Though the metal bit into her palms, Barbara kept going, head down so she could have warning of potential splashes. “I milked it. I’ll bring it in.”

From the corner of her eye, she saw Sarah shake her head as she too carried a bucket, though a much lighter one.

“If you’d stopped when told, it wouldn’t be so heavy.”

“And would you have expected me to,” Barbara teased as she slowed her step so the thick milk wouldn’t spill over and be wasted.

Sarah stopped all together, putting her bucket down in the yard as she started to laugh. With as much effort as she put into the merriment, even her more reasonable level would have been threatened.

“Excuse me, young misses.”

They turned toward the unfamiliar voice to see a good-looking young man dressed much the same as they were, though his clothing showed none of the wear on the cast-offs her cousins had lent Barbara.

Her mother would have been horrified for Barbara to be mistaken for a commoner. She’d worked far too hard raising her daughter as a lady despite her own background. But in that moment, the mistake seemed delightful.

Barbara offered a quick curtsy.

A heartbeat later, Sarah followed the gesture without giving Barbara away.

The young man, though, had eyes for Sarah alone for all he tried to include both of them in his greeting.

Barbara didn’t blame him.

With Sarah lost to laughter when he first came upon them, she’d have shone with good humor. Even now, a blush lingered on her cheeks and her eyes glittered in the morning light.

“You have a message?” Barbara prompted when it seemed the two of them would do nothing but stare. She’d have to remind Sarah of proper comportment when they were once again alone, as ironic as that might be considering the roles were all too often reversed.

The young man blinked as though returning to awareness all of a sudden. “Yes, of course. I’m Willem Anderson from the Pendleton Manor. My mistress sent me here to speak to the mistress of this house, and I’m to meet with the master as well.”

Barbara tensed at the name, but had no cause to deny him. “The mistress is Charlotte, I suppose. She’s off in the milking barn. I don’t know where my—the master is, but we can find him for you.”

If he’d caught her slip, he made no mention of it. His gaze had turned upon Sarah once again.

Barbara glanced around the yard.

Cook stood within earshot, and one of the stable hands bathed a horse nearby. As chaperones they would have to do.

“Why don’t you wait here with Sarah as I go fetch Charlotte?”

Sarah flushed a deep crimson. “I could not.”

With a quick nod to the others in the yard, Barbara pointed at the buckets they’d been carrying. “I can’t very well carry my milk pail back the way it came, not with any speed. Someone must watch over them. Surely you don’t expect Willem to take on the task. Or perhaps he’d be willing to carry mine the rest of the way so you can get him a glass of water. It must have been a long walk from the manor.”

“Not as long as all that,” Willem assured her, “But a drink wouldn’t go amiss. I’d be happy to lend Miss Sarah a hand.”

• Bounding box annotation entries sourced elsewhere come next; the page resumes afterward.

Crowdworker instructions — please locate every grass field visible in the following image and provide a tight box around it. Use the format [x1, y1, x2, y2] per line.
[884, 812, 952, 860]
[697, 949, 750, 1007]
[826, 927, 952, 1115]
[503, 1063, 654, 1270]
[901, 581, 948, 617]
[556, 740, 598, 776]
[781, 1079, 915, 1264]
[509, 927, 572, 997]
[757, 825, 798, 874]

Barbara sent her friend a wink as she turned toward the barn. “Just make sure you don’t spill any,” she called over her shoulder only to hear Sarah’s warning of the same.

“She overfilled the bucket so take care. You wouldn’t want milk to sour on your trousers.”

Barbara went after Charlotte with measured steps, wanting to give the two of them a chance to talk. No harm could come of it when they’d be here such a short time, and why shouldn’t Sarah have some fun. After all, she had not been the one to get them cast out of London, nor had she suffered to learn the object of her affections had the manners of an oaf.

“PERHAPS SHE’S PLANNING TO hold grand balls and wants us all to make a good showing,” Jane said later that night, hands smoothing her skirt after sitting down to the meal.

“She could bring gentlemen from London and it would be just like coming out.” Marian got a dreamy look on her face.

“Or perhaps she’s just seeking a diversion, and nothing will ever come of it,” Barbara said, her mind on the discovery of who lived in the manor. Remembering just whom they had invited down from London, she hoped that when he finally availed himself of their request, she’d be long gone from here.

“Really, Cousin Barbara.”

Marian’s censure shook Barbara from her dwelling on Aubrey long enough to be embarrassed. “I’m sorry,” she said, “but don’t you find it the least bit odd for the lady of the manor to be offering to teach any comer the polite dances?”

“Are we so far beneath you, then?” Georgiana lashed out.

“I didn’t mean it that way.”

“Girls, I haven’t even decided if any of you will be allowed to go,” Charlotte said, her voice sharp. “Can we at least have a meal in peace?”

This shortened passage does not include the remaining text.